My take: I agree with your sentiment about Kings fans getting a raw deal on two home games, but I disagree on the Premiere Games being useless. I've been fortunate enough to have covered the first three years of the event in London, Stockholm and Helsinki, and I can tell you the games have an impact on those markets. It's not just about selling tickets; reaching out to fan bases in places where hockey is actually a popular sport (namely in Finland, Sweden and the Czech Republic, for example) is very important. There are more Premiere Games coming; the league is far from done with it.
Mark_SJShark: My beef is with the yearly drum-beating for the Washington Capitals. I've been reading all summer about their "fantastic" off-season, but to me this team is still full of question marks. Every team that has gone to the Cup Finals in the last few years has been deep at center, but no one knows what to expect for the Caps down the middle. Will Nick Backstrom bounce back? Will Marcus Johanssen take a step forward (they need a big one if he's to be a 2C)? Can Brooks Laich be as effective at center as at wing?

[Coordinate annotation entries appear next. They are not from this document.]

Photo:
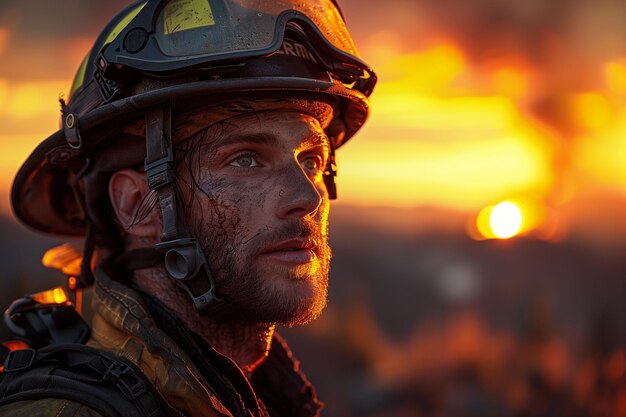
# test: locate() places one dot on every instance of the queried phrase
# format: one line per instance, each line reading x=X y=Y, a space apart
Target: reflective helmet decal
x=179 y=15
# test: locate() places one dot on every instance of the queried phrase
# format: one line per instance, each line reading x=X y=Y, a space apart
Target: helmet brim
x=40 y=195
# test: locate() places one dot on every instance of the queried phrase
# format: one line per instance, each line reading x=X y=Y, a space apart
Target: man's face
x=259 y=207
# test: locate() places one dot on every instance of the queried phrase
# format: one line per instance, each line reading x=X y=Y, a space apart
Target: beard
x=259 y=291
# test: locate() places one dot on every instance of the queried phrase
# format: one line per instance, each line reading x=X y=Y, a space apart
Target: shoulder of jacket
x=47 y=407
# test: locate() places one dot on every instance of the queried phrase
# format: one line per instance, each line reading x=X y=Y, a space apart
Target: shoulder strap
x=110 y=385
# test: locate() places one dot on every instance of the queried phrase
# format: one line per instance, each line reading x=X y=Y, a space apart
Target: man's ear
x=128 y=190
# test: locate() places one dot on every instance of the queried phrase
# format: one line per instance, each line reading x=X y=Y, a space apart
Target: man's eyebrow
x=316 y=139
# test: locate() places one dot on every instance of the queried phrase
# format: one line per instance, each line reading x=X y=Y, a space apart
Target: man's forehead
x=190 y=119
x=238 y=111
x=271 y=128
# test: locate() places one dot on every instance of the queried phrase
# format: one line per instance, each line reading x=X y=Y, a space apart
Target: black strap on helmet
x=184 y=258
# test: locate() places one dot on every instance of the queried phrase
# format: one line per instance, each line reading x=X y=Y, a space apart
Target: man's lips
x=293 y=251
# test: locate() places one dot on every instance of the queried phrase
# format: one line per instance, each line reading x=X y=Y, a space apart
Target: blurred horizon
x=478 y=102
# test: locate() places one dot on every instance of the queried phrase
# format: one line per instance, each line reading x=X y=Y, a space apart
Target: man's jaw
x=295 y=251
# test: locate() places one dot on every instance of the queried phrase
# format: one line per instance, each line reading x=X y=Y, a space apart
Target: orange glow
x=615 y=73
x=510 y=82
x=67 y=258
x=15 y=345
x=54 y=296
x=71 y=283
x=5 y=34
x=592 y=110
x=606 y=163
x=505 y=220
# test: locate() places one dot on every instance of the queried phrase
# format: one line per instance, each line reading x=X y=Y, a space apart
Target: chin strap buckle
x=185 y=262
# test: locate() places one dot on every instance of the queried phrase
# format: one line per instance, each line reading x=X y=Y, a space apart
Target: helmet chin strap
x=184 y=259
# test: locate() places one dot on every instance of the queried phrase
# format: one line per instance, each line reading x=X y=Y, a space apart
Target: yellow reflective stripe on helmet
x=181 y=15
x=79 y=78
x=122 y=23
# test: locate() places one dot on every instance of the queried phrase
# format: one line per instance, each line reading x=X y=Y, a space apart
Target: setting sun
x=505 y=220
x=501 y=221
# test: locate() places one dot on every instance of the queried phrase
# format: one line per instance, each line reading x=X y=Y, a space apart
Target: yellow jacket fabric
x=208 y=385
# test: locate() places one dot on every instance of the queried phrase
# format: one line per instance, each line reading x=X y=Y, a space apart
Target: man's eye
x=244 y=161
x=312 y=164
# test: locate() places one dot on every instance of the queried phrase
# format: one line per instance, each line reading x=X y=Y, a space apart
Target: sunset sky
x=478 y=101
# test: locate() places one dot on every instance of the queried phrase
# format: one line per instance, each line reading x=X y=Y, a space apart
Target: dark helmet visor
x=168 y=36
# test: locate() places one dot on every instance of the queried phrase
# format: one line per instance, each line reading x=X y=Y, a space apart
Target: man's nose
x=298 y=195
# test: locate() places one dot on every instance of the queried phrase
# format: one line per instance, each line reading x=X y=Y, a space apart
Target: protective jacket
x=191 y=376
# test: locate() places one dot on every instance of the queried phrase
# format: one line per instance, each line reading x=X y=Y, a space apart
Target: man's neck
x=247 y=344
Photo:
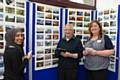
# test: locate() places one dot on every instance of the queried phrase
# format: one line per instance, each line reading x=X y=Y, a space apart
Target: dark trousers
x=97 y=74
x=67 y=74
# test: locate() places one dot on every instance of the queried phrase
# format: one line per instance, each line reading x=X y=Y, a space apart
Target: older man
x=69 y=51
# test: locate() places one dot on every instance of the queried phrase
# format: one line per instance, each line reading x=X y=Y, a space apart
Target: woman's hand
x=90 y=51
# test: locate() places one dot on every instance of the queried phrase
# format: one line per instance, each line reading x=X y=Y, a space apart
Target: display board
x=80 y=20
x=47 y=35
x=12 y=15
x=108 y=19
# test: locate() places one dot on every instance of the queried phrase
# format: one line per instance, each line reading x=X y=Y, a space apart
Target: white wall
x=106 y=4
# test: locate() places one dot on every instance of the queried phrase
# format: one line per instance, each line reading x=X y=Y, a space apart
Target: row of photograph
x=13 y=3
x=46 y=38
x=108 y=19
x=48 y=9
x=12 y=18
x=107 y=12
x=47 y=16
x=46 y=63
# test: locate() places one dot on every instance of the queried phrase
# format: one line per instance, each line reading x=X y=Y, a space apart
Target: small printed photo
x=48 y=43
x=56 y=10
x=112 y=17
x=47 y=62
x=48 y=9
x=20 y=20
x=48 y=37
x=20 y=12
x=86 y=19
x=79 y=36
x=40 y=36
x=112 y=59
x=73 y=23
x=100 y=13
x=1 y=8
x=79 y=31
x=1 y=1
x=87 y=14
x=55 y=62
x=55 y=23
x=40 y=44
x=47 y=50
x=79 y=13
x=72 y=13
x=113 y=24
x=86 y=32
x=20 y=4
x=55 y=43
x=113 y=31
x=113 y=11
x=113 y=38
x=40 y=8
x=8 y=27
x=10 y=2
x=1 y=28
x=40 y=15
x=112 y=66
x=72 y=18
x=55 y=36
x=1 y=17
x=53 y=50
x=106 y=24
x=106 y=12
x=86 y=24
x=40 y=57
x=39 y=64
x=48 y=31
x=10 y=10
x=1 y=36
x=79 y=24
x=40 y=30
x=55 y=31
x=100 y=19
x=48 y=16
x=55 y=17
x=53 y=56
x=48 y=22
x=80 y=18
x=1 y=45
x=40 y=22
x=40 y=52
x=105 y=31
x=47 y=56
x=106 y=17
x=10 y=18
x=86 y=38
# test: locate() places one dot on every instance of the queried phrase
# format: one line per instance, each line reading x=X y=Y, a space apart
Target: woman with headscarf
x=14 y=58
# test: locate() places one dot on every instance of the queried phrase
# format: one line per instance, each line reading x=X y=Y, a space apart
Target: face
x=69 y=31
x=19 y=38
x=95 y=28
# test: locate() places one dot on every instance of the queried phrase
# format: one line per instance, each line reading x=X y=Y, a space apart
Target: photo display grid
x=47 y=35
x=12 y=15
x=80 y=20
x=108 y=19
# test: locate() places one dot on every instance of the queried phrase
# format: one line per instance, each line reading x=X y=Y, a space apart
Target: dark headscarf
x=10 y=36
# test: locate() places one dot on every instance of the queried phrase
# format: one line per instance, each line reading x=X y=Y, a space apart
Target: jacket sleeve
x=57 y=51
x=17 y=63
x=108 y=43
x=80 y=49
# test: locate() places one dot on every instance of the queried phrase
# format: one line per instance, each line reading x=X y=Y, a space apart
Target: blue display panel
x=108 y=19
x=47 y=32
x=12 y=15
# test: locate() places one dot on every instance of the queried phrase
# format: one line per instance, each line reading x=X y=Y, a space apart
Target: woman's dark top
x=14 y=63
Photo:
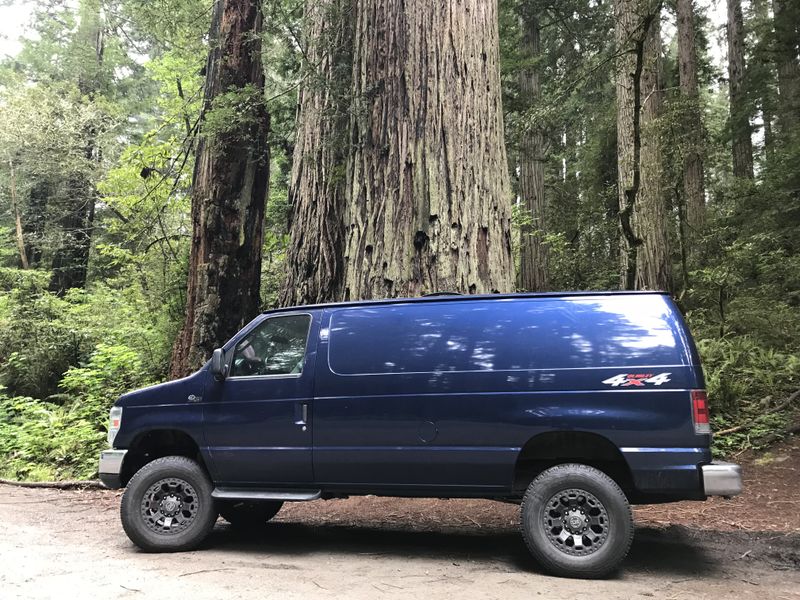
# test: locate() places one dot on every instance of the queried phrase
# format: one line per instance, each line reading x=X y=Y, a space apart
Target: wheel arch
x=551 y=448
x=149 y=445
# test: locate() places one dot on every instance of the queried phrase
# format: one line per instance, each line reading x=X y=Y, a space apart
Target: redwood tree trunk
x=231 y=177
x=533 y=252
x=428 y=190
x=742 y=145
x=787 y=15
x=71 y=257
x=693 y=179
x=643 y=208
x=317 y=188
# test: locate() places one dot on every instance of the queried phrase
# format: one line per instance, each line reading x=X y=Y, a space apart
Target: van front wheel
x=167 y=505
x=576 y=521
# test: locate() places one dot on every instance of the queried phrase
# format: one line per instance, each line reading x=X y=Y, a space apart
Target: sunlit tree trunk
x=428 y=189
x=643 y=209
x=315 y=261
x=231 y=177
x=71 y=256
x=693 y=178
x=533 y=251
x=742 y=145
x=787 y=17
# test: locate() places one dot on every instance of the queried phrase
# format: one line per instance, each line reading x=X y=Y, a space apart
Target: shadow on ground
x=671 y=551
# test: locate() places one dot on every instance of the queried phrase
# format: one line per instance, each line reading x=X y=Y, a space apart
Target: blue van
x=574 y=405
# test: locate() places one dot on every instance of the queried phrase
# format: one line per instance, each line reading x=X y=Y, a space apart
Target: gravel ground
x=70 y=544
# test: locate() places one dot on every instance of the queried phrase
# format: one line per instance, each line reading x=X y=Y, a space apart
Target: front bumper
x=111 y=467
x=722 y=479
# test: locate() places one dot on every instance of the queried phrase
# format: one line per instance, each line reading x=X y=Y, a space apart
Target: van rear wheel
x=248 y=514
x=576 y=521
x=167 y=505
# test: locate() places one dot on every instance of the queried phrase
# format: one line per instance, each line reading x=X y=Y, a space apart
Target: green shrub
x=58 y=439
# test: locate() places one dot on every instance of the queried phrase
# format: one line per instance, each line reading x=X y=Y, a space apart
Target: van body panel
x=253 y=426
x=445 y=394
x=438 y=396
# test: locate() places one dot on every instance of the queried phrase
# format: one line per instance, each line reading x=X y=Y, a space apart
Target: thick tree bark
x=428 y=188
x=742 y=145
x=533 y=251
x=315 y=260
x=231 y=178
x=646 y=262
x=693 y=178
x=787 y=17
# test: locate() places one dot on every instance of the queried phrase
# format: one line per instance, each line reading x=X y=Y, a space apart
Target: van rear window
x=506 y=335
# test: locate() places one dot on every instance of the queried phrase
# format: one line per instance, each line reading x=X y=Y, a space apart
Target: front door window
x=276 y=347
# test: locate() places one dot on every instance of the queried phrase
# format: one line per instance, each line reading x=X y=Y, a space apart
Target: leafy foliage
x=124 y=118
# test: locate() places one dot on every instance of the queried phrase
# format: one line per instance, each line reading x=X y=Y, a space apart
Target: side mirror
x=218 y=364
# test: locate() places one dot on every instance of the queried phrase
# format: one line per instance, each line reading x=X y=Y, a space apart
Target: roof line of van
x=464 y=297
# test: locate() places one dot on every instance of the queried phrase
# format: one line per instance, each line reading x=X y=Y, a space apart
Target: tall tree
x=693 y=178
x=787 y=16
x=742 y=144
x=230 y=182
x=762 y=72
x=643 y=210
x=71 y=257
x=428 y=187
x=533 y=252
x=317 y=186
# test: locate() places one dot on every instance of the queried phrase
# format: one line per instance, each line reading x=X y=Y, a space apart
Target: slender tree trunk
x=693 y=178
x=763 y=52
x=742 y=144
x=428 y=188
x=646 y=262
x=654 y=268
x=33 y=223
x=787 y=16
x=533 y=251
x=71 y=257
x=231 y=178
x=23 y=256
x=315 y=260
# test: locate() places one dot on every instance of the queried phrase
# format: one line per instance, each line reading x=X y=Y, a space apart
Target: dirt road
x=71 y=545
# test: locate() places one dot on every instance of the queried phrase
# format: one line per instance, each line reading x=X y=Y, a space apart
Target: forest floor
x=65 y=544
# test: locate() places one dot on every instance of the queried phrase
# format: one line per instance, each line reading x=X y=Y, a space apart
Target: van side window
x=276 y=347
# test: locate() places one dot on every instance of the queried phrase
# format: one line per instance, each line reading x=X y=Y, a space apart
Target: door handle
x=303 y=417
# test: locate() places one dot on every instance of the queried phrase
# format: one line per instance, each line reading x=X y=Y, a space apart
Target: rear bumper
x=110 y=467
x=722 y=479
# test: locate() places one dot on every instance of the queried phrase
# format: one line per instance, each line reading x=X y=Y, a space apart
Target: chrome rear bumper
x=111 y=467
x=722 y=479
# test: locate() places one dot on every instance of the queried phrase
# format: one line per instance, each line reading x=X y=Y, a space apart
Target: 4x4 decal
x=637 y=379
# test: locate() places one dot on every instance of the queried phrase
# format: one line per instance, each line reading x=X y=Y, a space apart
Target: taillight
x=700 y=412
x=115 y=421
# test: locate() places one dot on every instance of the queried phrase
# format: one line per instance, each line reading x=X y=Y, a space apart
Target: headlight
x=115 y=420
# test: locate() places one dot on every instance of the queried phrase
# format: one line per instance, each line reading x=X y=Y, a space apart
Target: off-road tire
x=248 y=514
x=536 y=521
x=141 y=528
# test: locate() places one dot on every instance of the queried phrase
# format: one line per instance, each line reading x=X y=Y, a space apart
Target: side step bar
x=250 y=494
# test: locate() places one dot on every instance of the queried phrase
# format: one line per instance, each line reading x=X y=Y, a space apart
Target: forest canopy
x=170 y=168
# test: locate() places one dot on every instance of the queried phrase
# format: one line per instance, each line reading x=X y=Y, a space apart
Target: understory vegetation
x=102 y=115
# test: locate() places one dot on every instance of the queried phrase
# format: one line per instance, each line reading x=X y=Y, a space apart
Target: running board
x=250 y=494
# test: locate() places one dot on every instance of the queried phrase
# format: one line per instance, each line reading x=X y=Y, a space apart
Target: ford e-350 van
x=575 y=405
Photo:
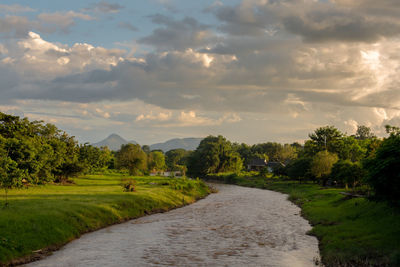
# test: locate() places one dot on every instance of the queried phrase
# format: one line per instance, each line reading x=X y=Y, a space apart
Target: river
x=237 y=226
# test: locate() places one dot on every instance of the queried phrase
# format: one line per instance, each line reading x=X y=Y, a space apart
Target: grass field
x=351 y=231
x=48 y=216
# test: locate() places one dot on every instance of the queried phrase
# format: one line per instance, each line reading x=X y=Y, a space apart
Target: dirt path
x=236 y=227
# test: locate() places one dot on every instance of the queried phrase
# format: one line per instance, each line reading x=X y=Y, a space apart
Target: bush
x=384 y=170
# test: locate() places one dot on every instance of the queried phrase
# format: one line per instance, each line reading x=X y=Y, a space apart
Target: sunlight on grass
x=51 y=215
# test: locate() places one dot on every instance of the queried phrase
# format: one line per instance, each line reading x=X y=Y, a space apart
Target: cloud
x=105 y=7
x=177 y=34
x=315 y=21
x=15 y=26
x=278 y=66
x=128 y=26
x=15 y=9
x=52 y=22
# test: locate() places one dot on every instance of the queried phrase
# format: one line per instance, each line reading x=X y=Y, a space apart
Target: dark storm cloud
x=345 y=20
x=128 y=26
x=105 y=7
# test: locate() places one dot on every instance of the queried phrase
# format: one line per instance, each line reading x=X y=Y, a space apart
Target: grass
x=351 y=231
x=48 y=216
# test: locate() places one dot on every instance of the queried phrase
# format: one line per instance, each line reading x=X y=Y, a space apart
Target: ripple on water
x=235 y=227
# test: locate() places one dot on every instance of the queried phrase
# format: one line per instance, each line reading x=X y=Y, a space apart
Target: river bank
x=351 y=231
x=44 y=218
x=235 y=227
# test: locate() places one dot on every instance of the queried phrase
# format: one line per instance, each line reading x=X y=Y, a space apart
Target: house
x=259 y=164
x=167 y=173
x=256 y=164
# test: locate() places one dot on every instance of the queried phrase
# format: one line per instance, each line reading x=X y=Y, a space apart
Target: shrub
x=384 y=170
x=129 y=185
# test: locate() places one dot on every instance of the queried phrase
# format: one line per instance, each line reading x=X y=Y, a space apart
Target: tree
x=384 y=169
x=300 y=168
x=364 y=132
x=322 y=164
x=10 y=175
x=132 y=158
x=156 y=161
x=346 y=172
x=325 y=138
x=146 y=149
x=350 y=148
x=175 y=159
x=213 y=155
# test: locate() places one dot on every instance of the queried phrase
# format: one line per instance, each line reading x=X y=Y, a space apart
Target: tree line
x=34 y=152
x=37 y=153
x=360 y=162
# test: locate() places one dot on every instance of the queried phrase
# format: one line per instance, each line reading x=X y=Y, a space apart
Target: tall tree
x=132 y=158
x=363 y=132
x=156 y=161
x=213 y=155
x=384 y=168
x=326 y=138
x=322 y=164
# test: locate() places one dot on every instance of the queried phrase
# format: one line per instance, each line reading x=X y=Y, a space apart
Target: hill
x=185 y=143
x=113 y=142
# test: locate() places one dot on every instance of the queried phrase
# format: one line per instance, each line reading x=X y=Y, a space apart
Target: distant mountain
x=113 y=142
x=185 y=143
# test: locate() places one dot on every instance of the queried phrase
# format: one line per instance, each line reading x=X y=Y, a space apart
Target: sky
x=251 y=70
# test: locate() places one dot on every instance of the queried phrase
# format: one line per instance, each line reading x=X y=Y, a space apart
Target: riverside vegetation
x=351 y=231
x=46 y=217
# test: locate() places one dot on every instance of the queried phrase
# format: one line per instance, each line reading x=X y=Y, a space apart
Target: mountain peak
x=113 y=142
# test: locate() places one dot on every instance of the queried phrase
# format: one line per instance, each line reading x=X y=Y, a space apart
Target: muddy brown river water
x=238 y=226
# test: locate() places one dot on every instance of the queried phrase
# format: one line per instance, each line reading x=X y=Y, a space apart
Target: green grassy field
x=51 y=215
x=351 y=232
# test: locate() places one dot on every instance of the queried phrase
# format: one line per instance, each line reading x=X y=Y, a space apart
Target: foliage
x=132 y=158
x=364 y=132
x=38 y=152
x=300 y=169
x=324 y=138
x=94 y=159
x=322 y=164
x=37 y=221
x=156 y=161
x=345 y=172
x=177 y=160
x=128 y=184
x=384 y=169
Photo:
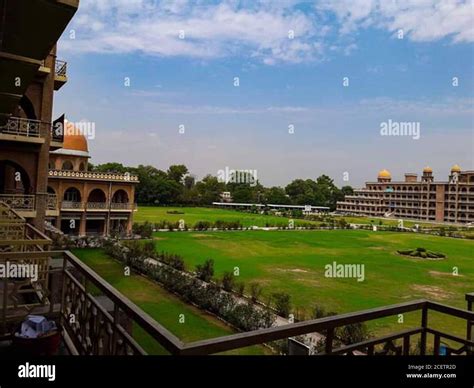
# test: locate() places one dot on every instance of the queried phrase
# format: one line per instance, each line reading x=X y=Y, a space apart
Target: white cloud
x=421 y=20
x=259 y=29
x=210 y=30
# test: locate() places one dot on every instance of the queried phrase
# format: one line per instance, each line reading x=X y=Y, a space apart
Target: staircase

So much uncertainty up and down the lineup at such a key position seems alarming to me. Add to that the need for Semin, Green, and Ovechkin to get back to form of 2 years ago and the Caps seem like a team that will do well IF a lot of things go right this season where they went wrong last season. ...
GMGM claims injuries on the blueline are what cost the Capitals in the playoffs, but the Penguins suffered far more debilitating injuries and put up a much better fight against TB. I know I'm in the minority, but to me, the Capitals aren't worth the hype.
My take: Um, I picked your Sharks once again to win the Cup, not the Caps. I'm the one who should rant for picking your team every year and not having them win it all yet -- ha, ha! The Caps get a lot of hype because they have Alex Ovechkin on their roster and they win a lot of regular-season games. Having just spent a day in Washington last week, they are also a fascinating bunch to be around. This could either be a spectacular disaster this season, or they could finally get over the hump. In either case, it's well worth the coverage.
pelti: The Shanahan videos are proving to be just as inconsistent as suspensions ever were, just longer when they do suspend. It really seems like the only "standard" for boarding is whether the target protects himself or not. Seen plenty of driving hits to the nameplate go unpenalized already.
My take: Let's give Brendan Shanahan a few months before we declare anything either way. You need a larger body of evidence before protesting to knowing any trends in terms of consistency or length of suspensions, etc. For one, I applaud the videos because they show more transparency than the league has ever shown in terms of supplementary discipline. Now we'll see if Shanahan can maintain a tough stance, especially when it comes to Rules 48 and 41.
tking716: I'm a Bruins fan. I have nothing to rant about.